My Psychological and Spiritual Influences
Although I was born into a nominally Christian family and a nominally Christian culture, my first real spiritual education, during my twenties, was in the context of the Triratna Buddhist Community, a Western Buddhist tradition that integrates Theravada, Mahayana, and Vajrayana elements, with a special emphasis on re-creating something of the spirit of the lost Indian Mahayana in a Western cultural context – especially the spirit of the Bodhisattva Ideal. During that time I have a number of very strong and deeply affecting visionary experiences during meditation sessions.

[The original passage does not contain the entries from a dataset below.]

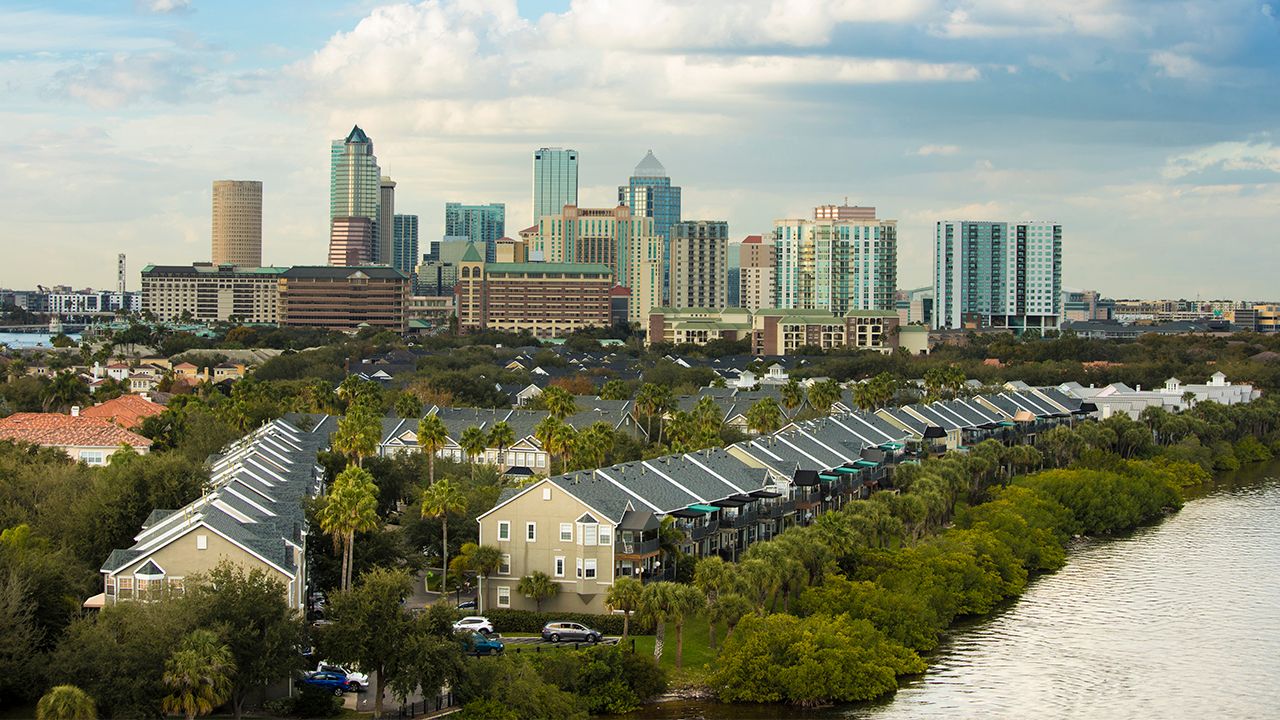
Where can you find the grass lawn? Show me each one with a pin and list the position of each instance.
(698, 654)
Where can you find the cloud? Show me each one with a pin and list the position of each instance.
(1229, 156)
(926, 150)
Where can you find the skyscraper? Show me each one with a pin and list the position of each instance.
(385, 222)
(237, 223)
(699, 264)
(405, 244)
(554, 181)
(355, 187)
(835, 265)
(649, 194)
(997, 274)
(481, 224)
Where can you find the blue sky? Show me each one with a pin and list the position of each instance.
(1147, 128)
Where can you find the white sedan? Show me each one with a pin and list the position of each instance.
(475, 624)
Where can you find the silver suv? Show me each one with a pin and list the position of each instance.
(571, 632)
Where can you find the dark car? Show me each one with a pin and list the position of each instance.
(570, 632)
(478, 643)
(334, 682)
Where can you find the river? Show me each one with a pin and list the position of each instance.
(1179, 619)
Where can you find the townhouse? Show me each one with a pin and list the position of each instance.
(251, 514)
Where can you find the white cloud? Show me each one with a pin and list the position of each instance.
(1225, 156)
(926, 150)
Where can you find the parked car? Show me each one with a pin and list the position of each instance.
(571, 632)
(478, 643)
(333, 682)
(475, 623)
(356, 682)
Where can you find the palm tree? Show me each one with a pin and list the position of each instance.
(792, 395)
(359, 433)
(432, 436)
(438, 501)
(538, 586)
(200, 675)
(625, 596)
(764, 417)
(65, 702)
(558, 401)
(350, 507)
(472, 442)
(501, 436)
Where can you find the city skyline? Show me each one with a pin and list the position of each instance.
(1105, 117)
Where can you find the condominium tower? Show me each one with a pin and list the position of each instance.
(238, 223)
(997, 274)
(836, 265)
(699, 264)
(481, 224)
(355, 188)
(554, 181)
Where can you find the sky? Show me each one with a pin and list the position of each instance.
(1148, 128)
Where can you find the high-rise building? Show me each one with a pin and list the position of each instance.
(355, 186)
(481, 224)
(835, 265)
(698, 273)
(237, 223)
(757, 273)
(554, 181)
(385, 240)
(403, 242)
(997, 274)
(351, 241)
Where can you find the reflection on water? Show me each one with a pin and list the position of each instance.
(1175, 620)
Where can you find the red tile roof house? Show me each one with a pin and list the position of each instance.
(88, 440)
(128, 410)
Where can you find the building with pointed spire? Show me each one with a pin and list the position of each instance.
(355, 191)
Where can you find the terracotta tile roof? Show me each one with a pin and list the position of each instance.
(127, 410)
(53, 429)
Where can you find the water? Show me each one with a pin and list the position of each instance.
(1175, 620)
(31, 340)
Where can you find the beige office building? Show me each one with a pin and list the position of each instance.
(699, 264)
(238, 223)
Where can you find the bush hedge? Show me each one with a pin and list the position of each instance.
(506, 620)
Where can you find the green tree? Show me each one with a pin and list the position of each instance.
(624, 595)
(432, 436)
(764, 417)
(538, 586)
(350, 507)
(65, 702)
(199, 675)
(260, 628)
(440, 500)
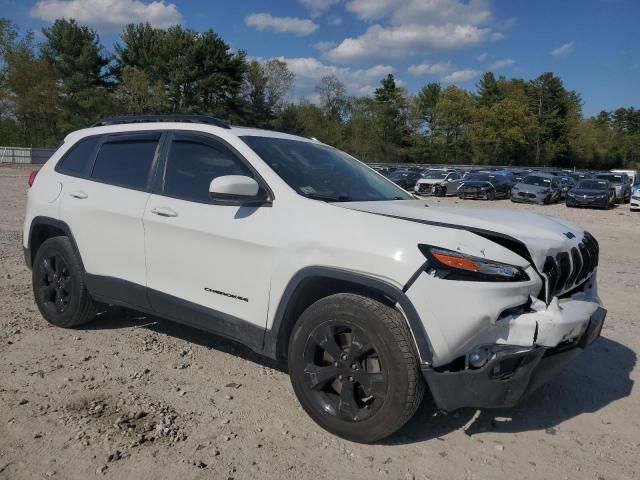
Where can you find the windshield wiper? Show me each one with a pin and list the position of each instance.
(328, 198)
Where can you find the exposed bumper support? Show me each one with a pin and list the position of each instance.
(27, 257)
(510, 374)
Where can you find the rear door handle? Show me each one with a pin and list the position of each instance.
(79, 194)
(164, 211)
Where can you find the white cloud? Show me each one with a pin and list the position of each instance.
(563, 50)
(472, 12)
(265, 21)
(396, 42)
(463, 75)
(318, 7)
(429, 68)
(412, 27)
(309, 71)
(324, 46)
(502, 64)
(108, 13)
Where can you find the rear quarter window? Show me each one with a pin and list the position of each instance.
(75, 162)
(126, 161)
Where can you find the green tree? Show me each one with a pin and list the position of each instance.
(454, 119)
(393, 108)
(76, 58)
(137, 94)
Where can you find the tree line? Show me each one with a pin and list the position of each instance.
(67, 81)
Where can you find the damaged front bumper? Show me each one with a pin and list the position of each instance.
(511, 371)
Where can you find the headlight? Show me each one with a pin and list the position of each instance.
(452, 265)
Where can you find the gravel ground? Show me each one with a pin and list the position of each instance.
(131, 396)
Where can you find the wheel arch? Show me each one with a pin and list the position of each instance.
(41, 230)
(314, 283)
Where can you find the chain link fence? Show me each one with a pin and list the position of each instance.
(25, 155)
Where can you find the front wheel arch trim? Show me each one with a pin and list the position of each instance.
(421, 340)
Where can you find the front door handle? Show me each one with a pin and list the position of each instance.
(79, 194)
(164, 211)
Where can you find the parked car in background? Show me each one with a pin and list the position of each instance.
(406, 179)
(438, 182)
(635, 200)
(537, 188)
(566, 184)
(485, 185)
(386, 171)
(592, 193)
(633, 176)
(621, 183)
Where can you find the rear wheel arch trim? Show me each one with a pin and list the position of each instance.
(51, 222)
(273, 338)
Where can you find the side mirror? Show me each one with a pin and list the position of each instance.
(234, 187)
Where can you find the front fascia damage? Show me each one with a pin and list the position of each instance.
(546, 325)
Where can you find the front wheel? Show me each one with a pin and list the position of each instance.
(58, 285)
(353, 367)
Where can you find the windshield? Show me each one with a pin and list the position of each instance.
(435, 174)
(593, 184)
(324, 173)
(615, 179)
(537, 181)
(479, 177)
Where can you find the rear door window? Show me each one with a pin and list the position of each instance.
(126, 160)
(76, 161)
(194, 161)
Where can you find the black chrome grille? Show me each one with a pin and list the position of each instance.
(569, 269)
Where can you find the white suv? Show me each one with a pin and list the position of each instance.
(303, 253)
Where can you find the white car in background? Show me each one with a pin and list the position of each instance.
(635, 200)
(438, 182)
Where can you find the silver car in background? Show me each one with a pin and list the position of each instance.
(537, 188)
(622, 184)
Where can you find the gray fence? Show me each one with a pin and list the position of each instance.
(25, 155)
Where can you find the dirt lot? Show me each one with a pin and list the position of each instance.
(130, 396)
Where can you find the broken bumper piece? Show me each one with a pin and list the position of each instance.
(510, 373)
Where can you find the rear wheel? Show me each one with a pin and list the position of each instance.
(58, 285)
(353, 367)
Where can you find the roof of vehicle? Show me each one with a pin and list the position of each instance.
(541, 174)
(114, 125)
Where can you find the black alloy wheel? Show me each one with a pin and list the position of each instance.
(58, 285)
(353, 367)
(55, 285)
(344, 371)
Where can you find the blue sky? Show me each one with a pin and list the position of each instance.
(593, 45)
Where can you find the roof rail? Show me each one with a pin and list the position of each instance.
(161, 118)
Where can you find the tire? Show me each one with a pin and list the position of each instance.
(361, 393)
(58, 285)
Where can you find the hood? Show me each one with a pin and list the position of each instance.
(542, 235)
(477, 183)
(587, 191)
(525, 187)
(431, 181)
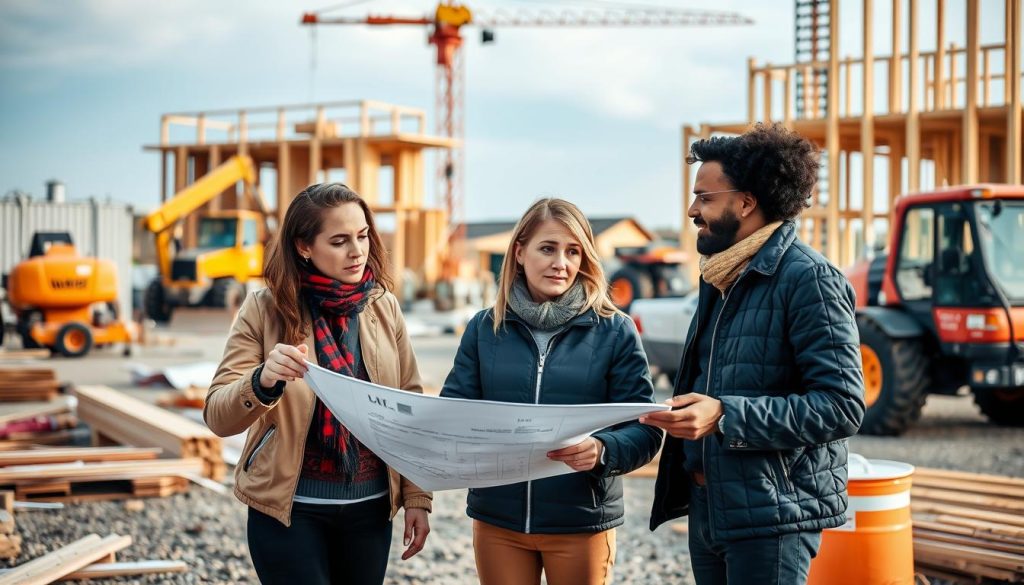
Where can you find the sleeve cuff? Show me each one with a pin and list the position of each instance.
(266, 395)
(423, 502)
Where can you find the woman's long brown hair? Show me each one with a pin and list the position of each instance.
(303, 222)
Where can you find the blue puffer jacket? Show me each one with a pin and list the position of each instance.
(592, 361)
(785, 364)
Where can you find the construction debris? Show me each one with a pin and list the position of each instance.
(99, 481)
(66, 560)
(28, 384)
(18, 354)
(968, 526)
(126, 420)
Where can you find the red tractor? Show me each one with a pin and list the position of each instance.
(945, 307)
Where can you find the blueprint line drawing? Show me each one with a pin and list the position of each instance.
(450, 444)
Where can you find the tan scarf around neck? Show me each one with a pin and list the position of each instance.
(723, 268)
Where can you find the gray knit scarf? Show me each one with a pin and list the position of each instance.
(549, 315)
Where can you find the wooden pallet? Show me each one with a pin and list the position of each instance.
(129, 421)
(32, 384)
(968, 526)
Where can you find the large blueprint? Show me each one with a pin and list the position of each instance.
(446, 444)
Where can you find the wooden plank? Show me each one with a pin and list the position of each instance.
(130, 421)
(972, 528)
(962, 566)
(62, 561)
(11, 354)
(10, 546)
(43, 456)
(109, 570)
(1005, 560)
(18, 411)
(991, 503)
(28, 474)
(6, 523)
(977, 487)
(927, 535)
(967, 475)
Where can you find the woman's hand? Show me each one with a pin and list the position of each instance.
(417, 529)
(285, 363)
(581, 457)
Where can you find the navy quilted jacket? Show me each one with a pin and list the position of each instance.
(592, 361)
(785, 364)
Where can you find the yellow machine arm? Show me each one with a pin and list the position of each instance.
(192, 198)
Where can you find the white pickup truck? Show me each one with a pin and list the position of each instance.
(663, 324)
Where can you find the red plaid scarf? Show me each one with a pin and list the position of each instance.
(332, 305)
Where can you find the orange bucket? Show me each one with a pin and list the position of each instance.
(876, 544)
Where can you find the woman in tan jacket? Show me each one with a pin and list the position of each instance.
(321, 503)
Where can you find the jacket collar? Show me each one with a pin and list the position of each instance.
(588, 318)
(768, 257)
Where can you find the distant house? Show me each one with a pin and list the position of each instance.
(486, 242)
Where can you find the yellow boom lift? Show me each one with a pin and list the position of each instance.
(228, 251)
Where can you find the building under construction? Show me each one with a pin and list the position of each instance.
(376, 149)
(942, 117)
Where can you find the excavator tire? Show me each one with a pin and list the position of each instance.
(904, 380)
(1003, 406)
(25, 323)
(629, 284)
(226, 293)
(156, 303)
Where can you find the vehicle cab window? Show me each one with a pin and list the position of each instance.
(916, 255)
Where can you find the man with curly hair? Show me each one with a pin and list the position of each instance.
(770, 383)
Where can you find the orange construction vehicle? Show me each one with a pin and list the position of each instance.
(945, 307)
(647, 273)
(66, 301)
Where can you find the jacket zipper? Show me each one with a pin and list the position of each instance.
(537, 401)
(542, 357)
(711, 360)
(785, 472)
(262, 443)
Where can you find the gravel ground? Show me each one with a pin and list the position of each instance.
(207, 531)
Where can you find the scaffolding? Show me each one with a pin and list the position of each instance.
(951, 116)
(294, 147)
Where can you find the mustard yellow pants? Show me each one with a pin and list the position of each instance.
(510, 557)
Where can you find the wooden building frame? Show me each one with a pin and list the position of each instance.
(938, 112)
(303, 144)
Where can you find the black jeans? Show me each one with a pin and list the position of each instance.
(781, 559)
(325, 545)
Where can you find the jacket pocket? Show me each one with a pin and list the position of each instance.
(781, 471)
(259, 446)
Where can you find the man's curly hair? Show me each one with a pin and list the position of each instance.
(779, 167)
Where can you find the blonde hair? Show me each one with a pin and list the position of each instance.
(591, 274)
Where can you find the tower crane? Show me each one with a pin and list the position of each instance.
(445, 36)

I also, in my mid-twenties, made a deep study of Padmasambhava’s Bardo Thodol texts, the so-called ‘Tibetan Book of the Dead’ – symbolic teachings that I continued to reflect on over the decades since.
In my thirties I became a Quaker for 10 years, and subsequently studied Eugene Gendlin’s ‘Focusing’, Marshal Rosenberg’s ‘Nonviolent Communication’ (NVC), with a few different non-Buddhist non-duality teachers, before returning to Buddhism in my early sixties.
I worked in General Psychiatry settings for many years, where I became an Occupational Therapist and made use of the very Buddhist ‘open system’ model of the person, developed by the Occupational Therapist, Gary Kielhofner. During those years, when my profession required me to speak the language of medical model psychiatry and the various models in use by Clinical Psychologists, but I maintained a keen sense that human experience cannot fully explained by merely humanistic or brain-based models. For me a comprehensive psychology has to include a transcendental dimension, so it was perhaps inevitable that I would return to Padmasambhava’s Buddhist non-dual psychology of the mandala.